En el albor de la cultura occidental, Platón entendió por " eros" la fuerza misteriosa que eleva al hombre a regiones cada vez más altas de belleza, bondad y perfección. Actualmente, se entiende por " erotismo" el manejo de las fuerzas sexuales con desenfado, sin más criterio y norma que la propia satisfacción inmediata. Obviamente, esta reclusión en el plano de las ganancias inmediatas supone una regresión cultural.
2. Quién manipula
Manipula el que quiere v encernos sin convencernos , seducirnos para que aceptemos los que nos ofrece sin darnos razones . El manipulador no habla a nuestra inteligencia, no respeta nuestra libertad; actúa astutamente sobre nuestros centros de decisión a fin de arrastrarnos a tomar las decisiones que favorecen sus propósitos.

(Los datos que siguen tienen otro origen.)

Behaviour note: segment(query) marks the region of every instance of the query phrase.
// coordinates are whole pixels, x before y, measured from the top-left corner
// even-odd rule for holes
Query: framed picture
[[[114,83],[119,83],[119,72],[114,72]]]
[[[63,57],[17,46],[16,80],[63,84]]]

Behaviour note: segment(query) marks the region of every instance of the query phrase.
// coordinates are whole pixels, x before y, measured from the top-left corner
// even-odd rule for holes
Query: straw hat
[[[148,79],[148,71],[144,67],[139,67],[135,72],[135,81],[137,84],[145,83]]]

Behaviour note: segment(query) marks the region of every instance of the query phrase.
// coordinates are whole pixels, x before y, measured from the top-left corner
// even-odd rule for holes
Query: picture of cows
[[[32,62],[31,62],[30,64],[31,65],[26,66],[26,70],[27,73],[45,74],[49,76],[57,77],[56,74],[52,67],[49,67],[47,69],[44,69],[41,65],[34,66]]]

En un anuncio televisivo se presentó un coche lujoso. En la parte opuesta de la pantalla apareció enseguida la figura de una joven bellísima. No dijo una sola palabra, no hizo el menor gesto;  mostró sencillamente su imagen encantadora. De pronto, el coche comenzó a rodar por paisajes exóticos, y una voz  nos susurró amablemente al oído: "¡Entrégate a todo tipo de sensaciones!". En ese anuncio no se aduce razón alguna para elegir ese coche en vez de otro. Se entrevera su figura con la de realidades atractivas para millones de personas y se las envuelve a todas en el halo de una frase llena de adherencias sentimentales. De esta forma, el coche queda aureolado de prestigio. Cuando vayas al concesionario de coches, te sentirás llevado a elegir éste. Y te lo facilitarán, pero no la señorita. En realidad, nadie te había prometido que, si comprabas el coche, te darían la posibilidad de tratar a esa joven. Eso hubiera supuesto hablar a tu inteligencia. Se limitaron a influir sobre tu voluntad de forma oblicua, artera. No te han engañado; te han manipulado, que es una forma sutil de engaño. Han halagado tu apetito de sensaciones gratificantes a fin de orientar tu voluntad hacia la compra de ese producto, no para complacerte o ayudarte a desarrollar tu personalidad. Te han reducido a mero cliente . Esa forma de reduccionismo es la quintaesencia de la manipulación.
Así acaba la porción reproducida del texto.